Cooking Pasta

by Elizabeth Skipper | September 4th, 2012 | Ask the Chef

I’ve read and seen many different directions on cooking pasta. Some suggest adding oil, some suggest salt, some say plain water. What should I add to water when cooking pasta, and how can I tell when it’s done? I’m open to any pasta cooking tips that you may have!

Pasta is a broad subject, which includes commercial dry pastas, purchased or homemade fresh ones, and filled varieties like ravioli and tortellini. As commercial pasta is most often referred to, I’ll stick to addressing cooking that kind.

The first rule of thumb is to use plenty of water. Some authorities call for at least four quarts (a gallon) of water for as little as a quarter pound of pasta. I find this excessive, but certainly you want this much water for a pound. This ensures plenty of room for the pasta to move around in and for the cook to stir it, which keeps the pasta from sticking. Pasta which sticks together never cooks all the way through and is unpleasant.

A lighter weight pot than a stock pot is preferable. A gallon of water weighs over eight pounds. Add that much boiling water to the weight of the pot and the pasta, and you can see the potential kitchen hazard. The pot should also be large enough that there’s plenty of head room above the water level for boiling up and stirring. For these reasons, it’s also wise not to try to cook too much pasta at a time in a home kitchen.

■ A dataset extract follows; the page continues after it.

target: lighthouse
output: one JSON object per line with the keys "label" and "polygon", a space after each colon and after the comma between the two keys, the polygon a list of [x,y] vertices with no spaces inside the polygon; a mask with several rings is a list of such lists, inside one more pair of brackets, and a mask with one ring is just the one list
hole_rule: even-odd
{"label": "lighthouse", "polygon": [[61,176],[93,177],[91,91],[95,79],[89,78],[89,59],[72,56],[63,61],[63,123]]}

First bring a large pot of water to a boil, then add salt. Salt the water generously; a lot of salt in the water does not translate into a lot of salt in the pasta. I recommend a heaping tablespoon of salt to a gallon of water. It doesn’t all get absorbed, and without seasoning, the pasta will taste flat no matter how well the sauce is flavored. A friend complained that her shrimp scampi with capellini never tasted right until I convinced her to salt the pasta cooking water. Problem solved.

After the water returns to a boil, stir in the pasta, a bit at a time. Keep the heat on high until all the pasta is added, and then turn it down a bit. You want a good steady low boil, not an all-out rolling boil. Start timing immediately.

Use a long wooden spoon to stir occasionally. Stir thoroughly. Follow the directions on the package for timing, but begin checking for doneness at the minimum time suggested to ensure you don’t over-do it. Americans tend to cook their pasta past the stage where Italians like it. The term “al dente”, which means “to the tooth”, describes the desired texture. The pasta should not taste raw, but should be slightly chewy and flavorful, not at all soft or mushy.

Capellini, or angel hair, cooks in as little as two minutes. Thicker pastas like rigatoni or shells can take fifteen minutes or more. Different brands of the same kind can have different cooking times. So don’t cook different kinds of pasta or even two brands of the same kind together. Test often for doneness and cook to your own preference.

Drain the pasta in a large colander as soon as it’s done. Some sauces call for a little pasta cooking water to be added. (The starch in the water helps bind the sauce.) If so, remove a quarter- to a half-cup now. Pour the pasta into the colander, and shake it a few times, up and down and all around, to get all the water out. Be sure the sauce is ready to be added.

The suggestion you mention above about adding oil to the water is made in the belief that this will keep the pasta from sticking, and that it will keep the pot from boiling over. If you follow these directions, that won’t be a problem. Oil makes the pasta slick, which then poses the problem of the sauce not adhering to it.

All this said, there’s also a cooking method referred to as the absorption method, which works best with smaller amounts of shorter, chunkier shapes of pasta. As the name implies, this uses a minimal amount of liquid. It’s similar to the method of preparing risotto, where the grain/pasta is first sautéed with some butter or oil and then liquid/sauce is added to it bit by bit. It adds cooking time to the pasta, but since a large amount of water doesn’t need to come to a boil first, the overall timing doesn’t change much. This is an interesting method to try when you just want a little warm pasta for one or two, with a minimum amount of fuss and clean-up.